The retrenched workers, many of whom originated from neighbouring countries, are homeless, destitute and have little or no access to land and are therefore dependent on food aid, he said.


“In addition, according to NGOs and the labour unions, they suffer serious human rights abuses because they are regarded as opponents of the government.”


Botha said Zanu PF’s argument that it was grabbing land – on the premise that Britain had originally stolen the land without compensation and that the land was merely being returned to its rightful owners – was bankrupt.


“This argument entirely ignores the fact that this very same government has registered 80% of all present title deeds held by commercial white farmers.


“This means that 80% of the present farmers bought and paid for their land after Independence with the permission and consent of the Zimbabwe government, particularly those that registered their title deeds only after a certificate of no interest from government was issued as required since 1986.


“Without this, registration could not take place,” he said.

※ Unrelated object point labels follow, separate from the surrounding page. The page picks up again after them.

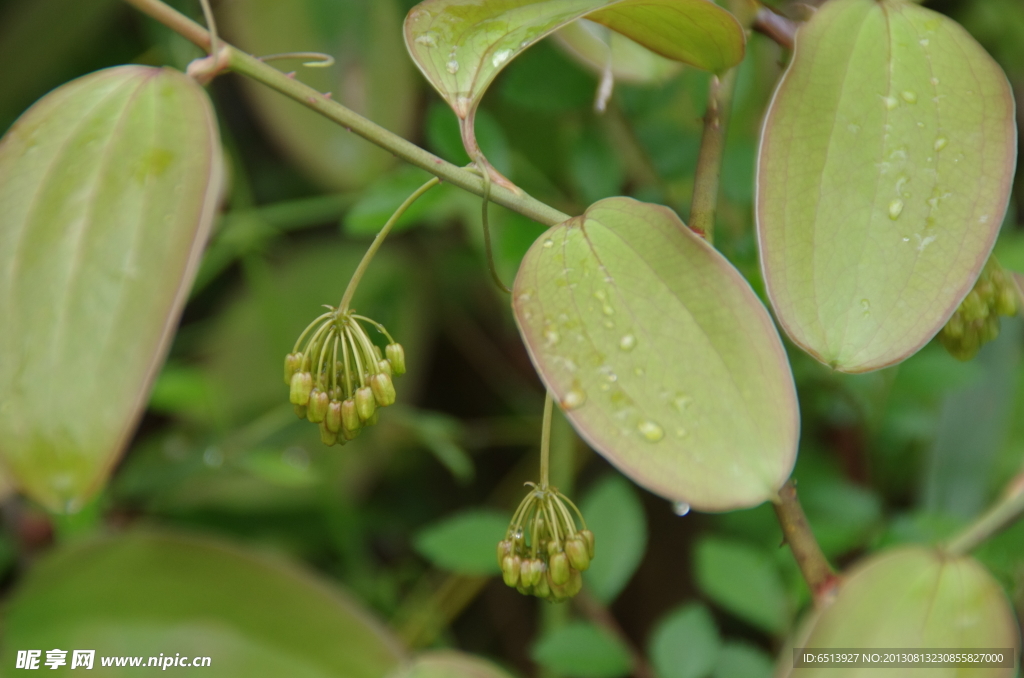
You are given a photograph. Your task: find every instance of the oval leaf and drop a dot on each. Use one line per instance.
(449, 664)
(886, 162)
(914, 598)
(461, 45)
(598, 48)
(108, 188)
(147, 594)
(371, 76)
(662, 354)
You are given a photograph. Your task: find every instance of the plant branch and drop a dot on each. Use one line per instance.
(797, 532)
(710, 161)
(1000, 516)
(776, 27)
(250, 66)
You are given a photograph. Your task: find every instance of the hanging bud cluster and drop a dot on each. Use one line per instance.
(340, 377)
(543, 552)
(977, 320)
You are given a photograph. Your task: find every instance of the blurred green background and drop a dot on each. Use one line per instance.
(230, 531)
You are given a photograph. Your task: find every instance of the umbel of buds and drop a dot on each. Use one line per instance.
(338, 377)
(543, 552)
(977, 320)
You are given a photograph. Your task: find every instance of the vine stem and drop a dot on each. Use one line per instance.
(546, 441)
(1005, 512)
(250, 66)
(797, 531)
(709, 169)
(376, 245)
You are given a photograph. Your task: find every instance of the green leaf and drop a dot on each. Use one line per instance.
(615, 516)
(662, 354)
(595, 46)
(685, 644)
(743, 581)
(108, 188)
(145, 594)
(742, 661)
(910, 597)
(449, 664)
(583, 650)
(885, 168)
(371, 76)
(461, 45)
(465, 543)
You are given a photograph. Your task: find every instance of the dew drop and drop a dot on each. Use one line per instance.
(573, 398)
(428, 39)
(501, 56)
(650, 430)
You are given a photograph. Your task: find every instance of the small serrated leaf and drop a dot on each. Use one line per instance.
(662, 354)
(108, 188)
(886, 163)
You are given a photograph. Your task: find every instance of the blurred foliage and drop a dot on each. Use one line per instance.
(905, 455)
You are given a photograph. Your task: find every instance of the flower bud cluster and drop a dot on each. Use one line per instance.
(339, 377)
(543, 553)
(977, 320)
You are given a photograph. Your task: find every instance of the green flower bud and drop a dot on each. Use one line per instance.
(973, 307)
(588, 537)
(293, 362)
(349, 417)
(989, 329)
(333, 418)
(574, 585)
(504, 549)
(318, 401)
(543, 587)
(365, 403)
(302, 384)
(383, 389)
(559, 566)
(328, 436)
(396, 355)
(510, 569)
(1006, 302)
(576, 550)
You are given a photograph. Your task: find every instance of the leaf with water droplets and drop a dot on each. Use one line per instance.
(108, 188)
(886, 163)
(910, 597)
(687, 387)
(461, 45)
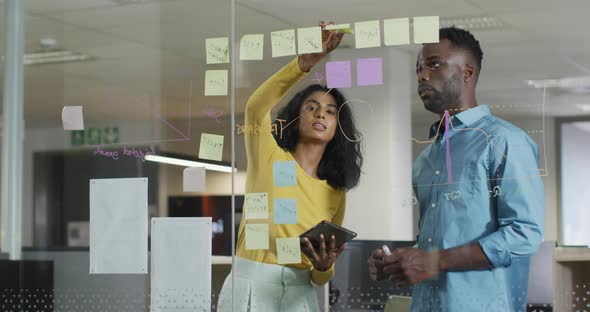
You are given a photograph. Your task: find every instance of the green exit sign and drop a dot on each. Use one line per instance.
(95, 136)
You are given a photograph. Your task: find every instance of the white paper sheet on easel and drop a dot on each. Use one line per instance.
(118, 226)
(181, 264)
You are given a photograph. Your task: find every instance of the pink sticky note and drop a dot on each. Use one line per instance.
(338, 74)
(369, 71)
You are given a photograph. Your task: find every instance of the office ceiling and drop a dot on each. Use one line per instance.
(147, 53)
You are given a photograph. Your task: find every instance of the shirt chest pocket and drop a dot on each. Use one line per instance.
(464, 184)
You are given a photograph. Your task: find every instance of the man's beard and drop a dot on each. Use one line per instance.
(447, 99)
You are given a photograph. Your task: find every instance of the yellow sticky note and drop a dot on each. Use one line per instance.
(426, 29)
(217, 50)
(396, 31)
(216, 82)
(367, 34)
(309, 39)
(283, 43)
(211, 146)
(256, 236)
(256, 206)
(252, 47)
(337, 26)
(288, 250)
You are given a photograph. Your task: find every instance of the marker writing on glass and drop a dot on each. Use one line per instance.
(386, 250)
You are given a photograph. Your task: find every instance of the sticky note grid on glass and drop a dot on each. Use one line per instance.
(396, 31)
(288, 250)
(72, 118)
(284, 173)
(216, 82)
(251, 47)
(217, 50)
(256, 206)
(309, 39)
(256, 236)
(367, 34)
(338, 74)
(283, 43)
(426, 29)
(369, 71)
(285, 211)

The visit by the South African MPs follows another by a delegation from Agri SA.


The delegation said they were convinced that the land reform programme was aimed primarily at securing political patronage and was implemented in such a way that it caused irreparable damage to the production base of agriculture. This contrasts with statements in the official media suggesting Zimbabwe’s land reform programme met with universal approval by the delegation.


State media continue to peddle distortions on the number of people who have been resettled. This week the Herald said at least 300 000 people have been resettled under the A1 model and 54 000 under A2. But late last month the Sunday Mail quoted Agriculture minister Joseph Made as saying only 210 000 settlers had been allocated land under the A1 scheme and 14 880 under A2.